Some plagiarism arises from being human, at least before AI systems. A tenured member of the faculty with thousands of pages of published work before the launch of AI systems is going to make some number of unintentional mistakes.  The more papers they have published and the more total pages they have, the greater the likelihood of instances of plagiarism.

Other kinds of plagiarism, however, are much more pernicious, like for example, when important ideas are intentionally stolen without attribution. The worst form of plagiarism would be a case where an author intentionally stole another person’s work and presented it as his own, and it represented an important part of the new paper. I expect that this kind is rare, but it is clearly outright theft, and should be treated as such.

There remains, however, many open questions about plagiarism. For example:

Can one use a definition from an online dictionary or encyclopedia without attribution? I honestly don’t know the answer. I have never seen WikiPedia or Dictionary.com cited in any paper. Before Business Insider emailed last night, I never thought about this before. And on this point, what was the standard 15 years ago for citing WikiPedia? Was it different then versus now?

This also raises a more modern question: Is it ok to plagiarize from ChatGPT today? Or does it depend on the outcome of the NY Times case?

You probably get my point by now. We are going to have to come up with new standards for plagiarism.

I think the standard will ultimately be the same as the one the Supreme Court uses for pornography.

To paraphrase Supreme Court Justice Potter Stewart:

We will know it, when we see it.

I think universities will ultimately be forced to conclude that there are different kinds and degrees of plagiarism, and the punishment, if any, and the degree of its severity to the faculty member or student will have to be adjudicated based on the specific facts of each case.

As a result of recent events, academic/plagiarism review committees at universities will have to be expanded, as this now becomes a very big job. New standards will have to be designed, and new approaches will have to be taken to ensure that plagiarism review committees are comprised of independent members whose politics, friendships, or otherwise do not affect their judgment in adjudicating these cases.

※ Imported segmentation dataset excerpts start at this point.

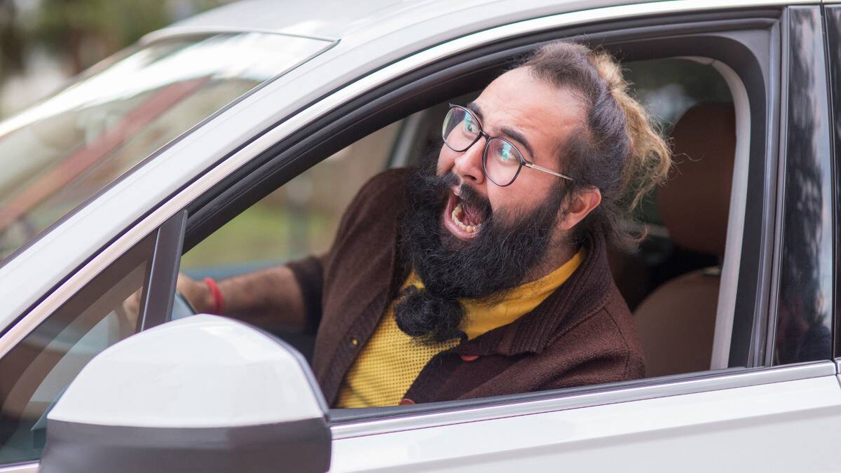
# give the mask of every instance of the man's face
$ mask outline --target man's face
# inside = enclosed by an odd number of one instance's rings
[[[563,173],[558,157],[568,135],[579,125],[582,113],[580,102],[572,93],[536,79],[521,67],[499,77],[468,109],[479,120],[485,133],[506,138],[526,161]],[[513,183],[498,186],[482,169],[485,142],[480,138],[462,152],[443,145],[438,155],[437,174],[452,173],[459,179],[452,186],[442,218],[447,230],[460,240],[471,240],[482,231],[479,212],[457,209],[463,186],[486,199],[495,215],[516,219],[530,215],[551,192],[557,192],[561,178],[524,167]]]
[[[518,69],[494,81],[471,108],[486,133],[507,138],[526,160],[563,172],[555,157],[576,125],[571,95]],[[409,182],[411,211],[402,238],[425,289],[406,290],[395,316],[401,330],[421,340],[458,337],[459,299],[490,302],[536,271],[539,276],[547,261],[558,263],[553,243],[569,220],[565,183],[524,167],[513,183],[500,187],[483,173],[484,146],[481,139],[456,152],[445,145],[437,162],[430,157]]]

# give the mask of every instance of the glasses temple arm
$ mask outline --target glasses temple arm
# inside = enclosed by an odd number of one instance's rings
[[[540,166],[537,166],[537,164],[534,164],[532,162],[529,162],[527,161],[526,162],[523,162],[523,166],[525,166],[526,167],[531,167],[532,169],[537,169],[538,171],[542,171],[544,173],[548,173],[552,174],[553,176],[558,176],[558,178],[563,178],[564,179],[567,179],[568,181],[574,181],[574,179],[573,179],[569,176],[564,176],[563,174],[561,174],[560,173],[555,173],[554,171],[550,171],[550,170],[547,169],[546,167],[541,167]]]

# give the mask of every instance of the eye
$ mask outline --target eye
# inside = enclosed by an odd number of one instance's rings
[[[473,117],[470,115],[464,116],[463,121],[464,131],[468,133],[476,133],[476,124],[473,123]]]
[[[509,143],[503,141],[502,146],[500,146],[500,159],[505,162],[516,159],[514,153],[514,147]]]

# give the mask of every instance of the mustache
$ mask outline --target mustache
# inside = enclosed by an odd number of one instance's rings
[[[463,206],[470,207],[474,213],[481,215],[483,222],[488,221],[493,216],[494,210],[490,206],[490,200],[470,184],[463,182],[459,184],[461,179],[452,171],[443,176],[432,174],[422,176],[420,178],[426,181],[426,183],[434,188],[440,195],[439,205],[447,204],[451,189],[458,185],[458,199]]]

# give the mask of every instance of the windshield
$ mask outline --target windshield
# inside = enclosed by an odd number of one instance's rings
[[[329,42],[161,40],[0,122],[0,262],[143,158]]]

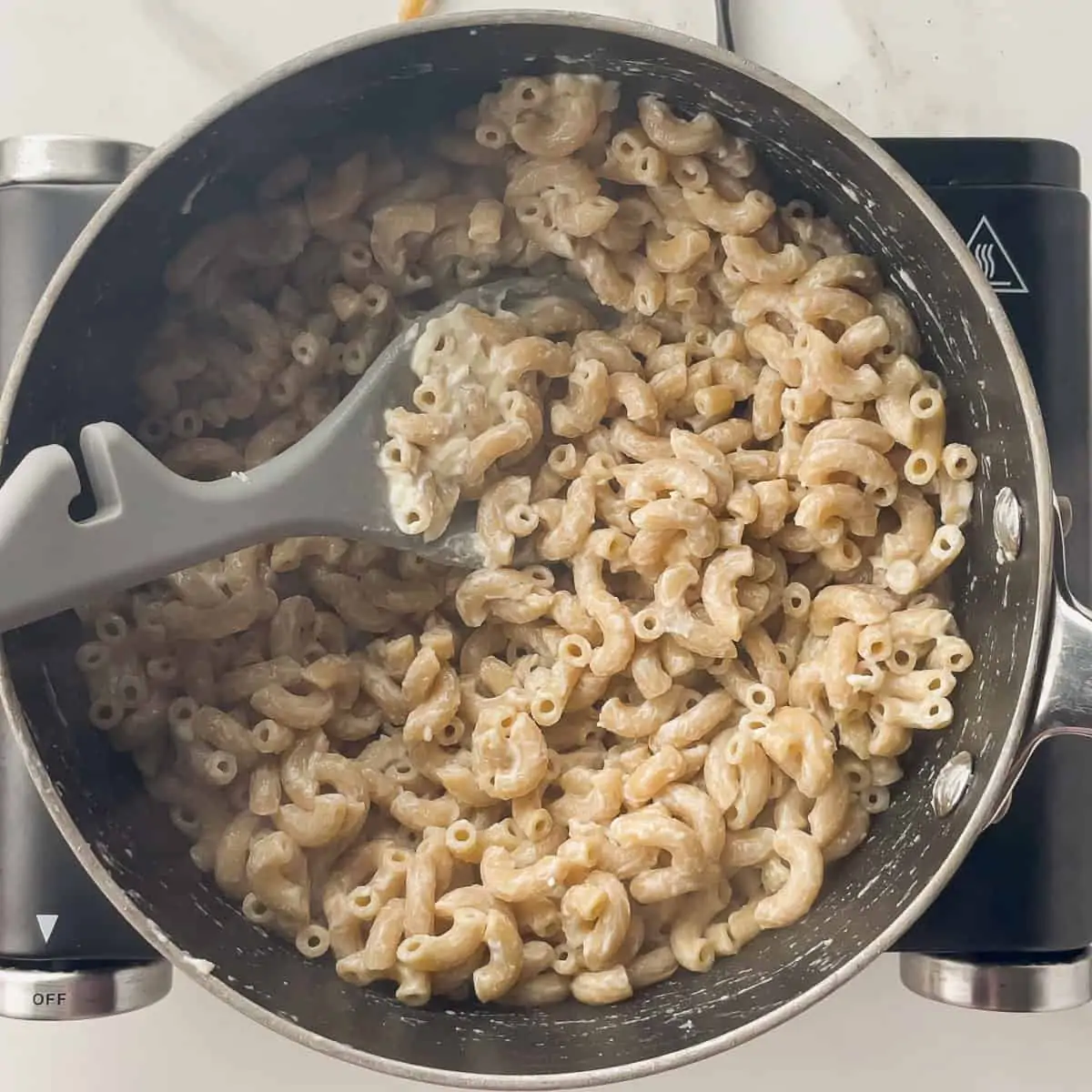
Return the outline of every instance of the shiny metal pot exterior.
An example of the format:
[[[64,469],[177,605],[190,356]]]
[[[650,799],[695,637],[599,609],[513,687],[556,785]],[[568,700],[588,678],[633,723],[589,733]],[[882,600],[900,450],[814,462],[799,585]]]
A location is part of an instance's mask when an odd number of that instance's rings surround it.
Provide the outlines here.
[[[921,325],[927,366],[945,377],[952,434],[981,455],[974,522],[952,579],[976,653],[957,721],[921,734],[891,810],[831,870],[807,918],[762,935],[709,974],[679,974],[613,1008],[405,1009],[266,937],[193,868],[135,773],[86,723],[71,616],[9,636],[0,665],[0,704],[66,836],[177,966],[298,1042],[387,1073],[475,1089],[600,1084],[708,1057],[802,1011],[883,951],[952,875],[1006,792],[1037,700],[1054,603],[1049,467],[1031,379],[951,226],[871,141],[784,81],[696,40],[605,19],[498,13],[367,34],[271,73],[161,147],[95,217],[36,312],[0,396],[4,466],[32,447],[71,443],[88,422],[131,423],[123,414],[132,364],[168,257],[202,223],[237,207],[273,163],[361,128],[424,131],[501,76],[557,69],[619,79],[630,98],[658,92],[685,110],[712,110],[752,139],[779,197],[814,201],[881,259]],[[993,525],[1002,487],[1019,531],[1008,554]],[[1072,610],[1079,632],[1066,629],[1067,640],[1087,648],[1087,621]],[[1053,670],[1058,687],[1077,685],[1070,667]],[[1089,712],[1056,693],[1040,707],[1055,727],[1070,711]],[[937,775],[960,752],[973,758],[970,784],[950,810],[935,809]]]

How nefarious identified plagiarism is determined to be, I expect, will likely be a function principally of: (1) the nature and form of the plagiarism, (2) how pervasive it is in the scholar’s oeuvre, and (3) the nature and importance of what has been plagiarized, and perhaps to some extent, who or what has been plagiarized.

I do believe that intent matters with plagiarism as it does in the securities laws. For example, mens rea, in Latin “guilty mind” (Source: Google search top of page), which is defined by Dictionary.com (!) as “the intention or knowledge of wrongdoing that constitutes part of a crime, as opposed to the action or conduct of the accused that plays an important role in determine[ing] the innocence or guilt of the accused in certain legal contexts.” This is not a great definition, but I will use it here in the interest of time.

I think intent matters because character matters. If the plagiarism was truly unintentional (and there are ways to judge whether this is the case), then I wouldn’t question the character of the author.

Unintentionality could simply be a result of rushing to meet a deadline, something all of us remember from our college days. Or it could be due to a misunderstanding or a lack of clarity as to whether one needs to cite Dictionary.com or the amorphous “Google” as I did above for the translation of the Latin words mens rea.